Par intervenant > Malogne-Fer Gwendoline

Enjeux de pouvoir et jeux de catégorisation ethnico-religieuses au sein du protestantisme français
Gwendoline Malogne-Fer  1@  
1 : Groupe Sociétés, Religions, Laïcités  (GSRL)  -  Site web
CNRS : UMR8582, École Pratique des Hautes Études [EPHE]
Site Pouchet 59-61, rue Pouchet 75849 Paris, cedex 17 -  France

Les médias, l'opinion publique et parfois les chercheurs en sciences sociales insistent sur la dichotomie qui existerait au sein du protestantisme en France entre d'une part une protestantisme luthéro-réformé incarnant l'ancrage historique français et d'autre part, un protestantisme évangélique, qui serait représenté majoritairement par des personnes originaires d'Afrique ou des Antilles. Ces logiques de distinction intra-protestantes s'inscrivent dans un ensemble d'oppositions binaires implicites ou explicites qu'il conviendrait de questionner : protestantisme intellectuel versus protestantisme émotionnel ; protestantisme institutionnalisé versus communautés indépendantes autorégulées ; protestantisme libéral œcuménique versus protestantisme évangélique prosélyte etc. Cette distinction intra-protestante passe sous silence les protestants évangéliques métropolitains (baptisme, librisme, de nombreuses assemblées de Dieu), les protestants africains et d'Outre-mer qui ne sont pas de sensibilité évangéliques et/ou charismatiques.

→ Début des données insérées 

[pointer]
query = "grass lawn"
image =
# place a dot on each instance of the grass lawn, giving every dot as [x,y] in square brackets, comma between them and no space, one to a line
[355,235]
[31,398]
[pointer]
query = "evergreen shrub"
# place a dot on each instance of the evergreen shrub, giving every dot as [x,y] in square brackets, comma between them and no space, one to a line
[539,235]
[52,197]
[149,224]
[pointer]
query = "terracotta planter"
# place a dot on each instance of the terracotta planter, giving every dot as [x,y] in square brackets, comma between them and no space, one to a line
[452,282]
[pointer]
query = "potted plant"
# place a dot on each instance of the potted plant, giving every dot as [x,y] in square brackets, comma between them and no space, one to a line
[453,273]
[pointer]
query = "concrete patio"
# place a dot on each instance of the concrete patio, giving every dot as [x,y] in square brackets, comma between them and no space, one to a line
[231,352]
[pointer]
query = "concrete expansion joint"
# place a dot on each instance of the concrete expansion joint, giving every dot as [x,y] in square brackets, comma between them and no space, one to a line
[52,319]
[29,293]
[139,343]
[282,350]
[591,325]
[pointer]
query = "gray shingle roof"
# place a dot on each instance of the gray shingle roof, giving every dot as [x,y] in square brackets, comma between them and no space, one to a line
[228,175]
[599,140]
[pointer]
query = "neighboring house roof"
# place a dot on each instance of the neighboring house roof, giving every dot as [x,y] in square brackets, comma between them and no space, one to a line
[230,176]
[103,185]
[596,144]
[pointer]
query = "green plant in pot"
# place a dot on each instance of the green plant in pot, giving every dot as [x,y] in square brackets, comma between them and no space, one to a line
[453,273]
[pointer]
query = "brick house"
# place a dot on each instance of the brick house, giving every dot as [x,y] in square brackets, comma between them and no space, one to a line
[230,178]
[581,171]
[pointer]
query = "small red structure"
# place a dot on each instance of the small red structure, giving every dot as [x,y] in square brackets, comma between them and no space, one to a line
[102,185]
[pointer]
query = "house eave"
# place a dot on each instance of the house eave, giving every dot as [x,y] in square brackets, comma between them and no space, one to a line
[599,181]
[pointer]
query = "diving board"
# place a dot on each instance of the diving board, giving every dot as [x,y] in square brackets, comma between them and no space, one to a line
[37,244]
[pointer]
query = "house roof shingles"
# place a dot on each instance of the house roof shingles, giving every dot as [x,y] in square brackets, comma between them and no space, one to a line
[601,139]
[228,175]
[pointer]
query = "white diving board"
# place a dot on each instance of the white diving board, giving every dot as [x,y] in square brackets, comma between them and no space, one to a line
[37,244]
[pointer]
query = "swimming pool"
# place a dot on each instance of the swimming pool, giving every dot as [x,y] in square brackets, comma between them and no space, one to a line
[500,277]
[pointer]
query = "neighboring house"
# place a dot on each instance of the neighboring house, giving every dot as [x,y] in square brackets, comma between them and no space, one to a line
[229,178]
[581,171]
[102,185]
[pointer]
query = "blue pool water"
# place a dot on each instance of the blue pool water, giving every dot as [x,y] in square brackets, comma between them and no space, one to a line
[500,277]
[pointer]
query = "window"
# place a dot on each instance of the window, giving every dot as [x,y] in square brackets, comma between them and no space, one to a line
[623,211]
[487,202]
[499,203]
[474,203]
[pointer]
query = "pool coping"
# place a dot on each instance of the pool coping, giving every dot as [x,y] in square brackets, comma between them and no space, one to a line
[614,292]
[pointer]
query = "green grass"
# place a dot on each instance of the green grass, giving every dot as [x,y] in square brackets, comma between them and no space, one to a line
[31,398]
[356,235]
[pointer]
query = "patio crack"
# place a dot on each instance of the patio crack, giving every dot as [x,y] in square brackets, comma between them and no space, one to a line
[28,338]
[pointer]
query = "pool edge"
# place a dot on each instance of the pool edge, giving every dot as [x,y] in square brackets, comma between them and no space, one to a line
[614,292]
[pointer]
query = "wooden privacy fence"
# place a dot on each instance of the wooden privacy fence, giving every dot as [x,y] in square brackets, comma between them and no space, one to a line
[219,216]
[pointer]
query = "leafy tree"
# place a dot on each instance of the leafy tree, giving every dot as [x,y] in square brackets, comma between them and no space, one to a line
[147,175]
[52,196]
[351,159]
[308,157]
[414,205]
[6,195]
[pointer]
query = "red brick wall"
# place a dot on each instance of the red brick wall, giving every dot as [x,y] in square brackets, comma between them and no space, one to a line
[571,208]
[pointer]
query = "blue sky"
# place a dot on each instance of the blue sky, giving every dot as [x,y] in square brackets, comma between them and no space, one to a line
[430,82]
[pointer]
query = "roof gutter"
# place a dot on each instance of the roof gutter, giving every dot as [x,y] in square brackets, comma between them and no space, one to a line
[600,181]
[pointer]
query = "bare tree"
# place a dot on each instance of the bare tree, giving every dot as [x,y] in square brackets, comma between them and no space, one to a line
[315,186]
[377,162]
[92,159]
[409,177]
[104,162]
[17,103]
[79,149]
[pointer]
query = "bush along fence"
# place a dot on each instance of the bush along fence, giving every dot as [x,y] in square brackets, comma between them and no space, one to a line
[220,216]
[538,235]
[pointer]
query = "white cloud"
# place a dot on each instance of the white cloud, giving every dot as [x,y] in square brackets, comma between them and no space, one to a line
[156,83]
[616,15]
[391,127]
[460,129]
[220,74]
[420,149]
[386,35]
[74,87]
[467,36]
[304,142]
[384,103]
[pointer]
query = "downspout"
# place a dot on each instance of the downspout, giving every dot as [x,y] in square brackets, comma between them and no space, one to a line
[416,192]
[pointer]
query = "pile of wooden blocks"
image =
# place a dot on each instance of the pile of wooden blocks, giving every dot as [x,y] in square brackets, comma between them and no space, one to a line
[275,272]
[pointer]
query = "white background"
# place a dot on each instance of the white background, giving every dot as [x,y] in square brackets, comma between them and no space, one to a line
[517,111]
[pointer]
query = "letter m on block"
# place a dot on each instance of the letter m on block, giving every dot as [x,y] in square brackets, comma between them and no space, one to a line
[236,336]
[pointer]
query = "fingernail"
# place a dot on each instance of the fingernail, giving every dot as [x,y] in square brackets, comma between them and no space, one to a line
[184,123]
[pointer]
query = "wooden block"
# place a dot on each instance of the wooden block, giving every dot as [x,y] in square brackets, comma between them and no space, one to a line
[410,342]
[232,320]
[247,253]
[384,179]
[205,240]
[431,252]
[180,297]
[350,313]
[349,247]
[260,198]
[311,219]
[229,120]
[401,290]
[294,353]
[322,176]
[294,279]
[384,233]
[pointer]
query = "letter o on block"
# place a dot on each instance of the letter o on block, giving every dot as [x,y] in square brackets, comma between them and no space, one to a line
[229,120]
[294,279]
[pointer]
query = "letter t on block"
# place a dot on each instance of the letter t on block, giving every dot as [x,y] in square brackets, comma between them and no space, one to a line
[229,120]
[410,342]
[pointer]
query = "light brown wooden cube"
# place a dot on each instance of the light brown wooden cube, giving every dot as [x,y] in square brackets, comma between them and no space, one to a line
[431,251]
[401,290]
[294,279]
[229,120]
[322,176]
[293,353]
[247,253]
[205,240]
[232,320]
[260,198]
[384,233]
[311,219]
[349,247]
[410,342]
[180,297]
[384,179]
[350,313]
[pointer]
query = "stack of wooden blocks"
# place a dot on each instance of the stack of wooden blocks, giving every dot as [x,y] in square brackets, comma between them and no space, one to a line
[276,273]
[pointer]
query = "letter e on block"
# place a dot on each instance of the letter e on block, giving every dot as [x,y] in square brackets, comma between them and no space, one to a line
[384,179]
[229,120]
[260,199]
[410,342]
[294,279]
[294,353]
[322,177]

Cette distinction prend comme cadre d'analyse exclusif la France métropolitaine et omet de rappeler l'importance sociale et parfois politique des autorités religieuses notamment protestantes au sein des collectivités, départements et territoires d'outre-mer.

Cette segmentation du paysage protestant français soulève plusieurs questions qui permettront de mieux cerner les enjeux institutionnels en cours liés au recoupement partiel entre sensibilités protestantes et catégories« ethniques ». La première est liée à l'appellation des églises regroupant, en France métropolitaine, majoritairement des personnes originaires d'Afrique, des Antilles ou de La Réunion : parmi les appellations en cours, « églises de migrants » « églises issues de l'immigration », « églises de la diversité » aucune ne semble convenir. L'analyse du projet Mosaïc chargé de faire le lien entre les églises établies et celles dites issues de l'immigration constituera le second axe de cette intervention en montrant comment la fédération protestante de France tente à travers ce projet de concilier deux objectifs a priori contradictoires : représenter l'ensemble des courants du protestantisme auprès des pouvoirs publics (et pour ce faire créer un service chargé de faire le lien avec les églises indépendantes) tout en insistant sur la distance – à la fois culturelle, linguistique et religieuse – qui séparerait les églises « nouvellement implantées » des églises protestantes « établies », ces dernières étant présentées comme les seules capables de nouer des relations de confiance avec les autorités politiques. La pénurie des lieux de culte notamment en région parisienne permettra dans un troisième temps de prendre la mesure des discriminations en cours au sein du protestantisme français : si la plupart des églises réformées et luthériennes sont propriétaires ou affectataires des lieux de culte, de nombreuses églises évangéliques sont à la recherche de lieux de culte et louent parfois au prix fort des salles ou des temples le dimanche après-midi.